A box kite is a high-performance kite, noted for developing relatively high lift; it is a type within the family of cellular kites. The typical design has four parallel struts. The box is made rigid with diagonal crossed struts. There are two sails, or ribbons, whose width is about a quarter of the length of the box. The ribbons wrap around the ends of the box, leaving the ends and middle of the kite open. In flight, one strut is the bottom, and the bridle is tied between the top and bottom of this strut. The dihedrals of the sails help stability.

The box kite was invented in 1893 by Lawrence Hargrave, an English-born Australian, as part of his attempt to develop a manned flying machine. Hargrave linked several of his box kites (Hargrave cells) together, creating sufficient lift for him to fly some 16 ft (4.9 m) off the ground. A winged development of this kite is known as the Cody kite following its development by Samuel Franklin Cody. Military uses also involved a kite/radio transmitter combination issued to pilots during World War II for use in liferafts.

Large box kites are constructed as cellular kites. Rather than one box, there are many, each with its own set of sails.

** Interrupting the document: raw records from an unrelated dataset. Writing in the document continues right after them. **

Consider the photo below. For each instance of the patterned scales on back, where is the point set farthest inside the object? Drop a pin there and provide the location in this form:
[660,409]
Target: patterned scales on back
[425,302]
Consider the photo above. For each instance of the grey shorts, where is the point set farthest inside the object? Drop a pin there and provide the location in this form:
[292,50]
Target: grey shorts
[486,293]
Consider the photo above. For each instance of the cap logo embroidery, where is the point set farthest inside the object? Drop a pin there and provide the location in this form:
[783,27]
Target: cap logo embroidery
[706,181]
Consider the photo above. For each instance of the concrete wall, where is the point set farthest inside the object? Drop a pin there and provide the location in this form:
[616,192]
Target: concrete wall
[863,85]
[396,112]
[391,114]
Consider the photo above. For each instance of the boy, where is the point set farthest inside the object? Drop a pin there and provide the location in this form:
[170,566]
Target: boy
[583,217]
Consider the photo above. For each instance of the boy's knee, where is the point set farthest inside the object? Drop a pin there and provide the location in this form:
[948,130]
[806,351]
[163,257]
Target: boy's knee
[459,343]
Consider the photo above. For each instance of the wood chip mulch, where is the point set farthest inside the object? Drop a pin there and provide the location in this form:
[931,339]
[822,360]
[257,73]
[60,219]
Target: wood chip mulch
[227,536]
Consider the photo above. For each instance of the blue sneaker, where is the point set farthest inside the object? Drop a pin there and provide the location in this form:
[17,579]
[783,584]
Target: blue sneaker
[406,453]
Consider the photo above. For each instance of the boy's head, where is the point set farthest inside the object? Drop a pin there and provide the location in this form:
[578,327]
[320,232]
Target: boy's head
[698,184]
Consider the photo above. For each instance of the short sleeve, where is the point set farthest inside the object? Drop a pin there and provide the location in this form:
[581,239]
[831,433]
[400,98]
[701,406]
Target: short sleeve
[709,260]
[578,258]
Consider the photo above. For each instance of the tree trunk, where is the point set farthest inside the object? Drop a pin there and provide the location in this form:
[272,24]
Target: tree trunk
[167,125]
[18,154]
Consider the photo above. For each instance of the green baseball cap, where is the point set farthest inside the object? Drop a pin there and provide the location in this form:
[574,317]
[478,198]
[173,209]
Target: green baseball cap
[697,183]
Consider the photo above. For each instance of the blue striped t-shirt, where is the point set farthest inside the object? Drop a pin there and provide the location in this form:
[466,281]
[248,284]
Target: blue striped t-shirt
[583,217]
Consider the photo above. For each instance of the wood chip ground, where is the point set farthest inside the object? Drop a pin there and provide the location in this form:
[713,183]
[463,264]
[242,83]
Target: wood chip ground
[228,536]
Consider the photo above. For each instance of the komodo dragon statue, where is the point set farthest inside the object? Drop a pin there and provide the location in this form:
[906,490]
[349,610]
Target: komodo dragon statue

Most of the altitude records for kite flying are held by large box kites, with Dacron sails, flown with Spectra cable. However in 2014 Robert Moore and a team of kite experts flew a 12 sq metre DT delta to 16,009 ft above their launch point. The location of the flights was near Cobar in Western NSW, Australia. While this was primarily a triangular winged delta kite, it has a triangular box centre cell for additional stability. Future attempts on either the single kite record or multiple kite record (trained), may use Hargrave box kites or a variant. Before Dacron, Spectra, and Kevlar were available, high performance box kites used oiled silk, linen or hemp sails, and were flown with steel cable. Silk, linen and hemp were used because they could be spun finer than cotton and stretched relatively little when wet. Steel had the highest available strength for its weight. After Hargrave invented the box kite, weather stations from around the world saw the potential for his design. Blue Hill Observatory and the German weather station at Lindenberg used kites routinely until weather balloons took over in the 1920s and 1930s.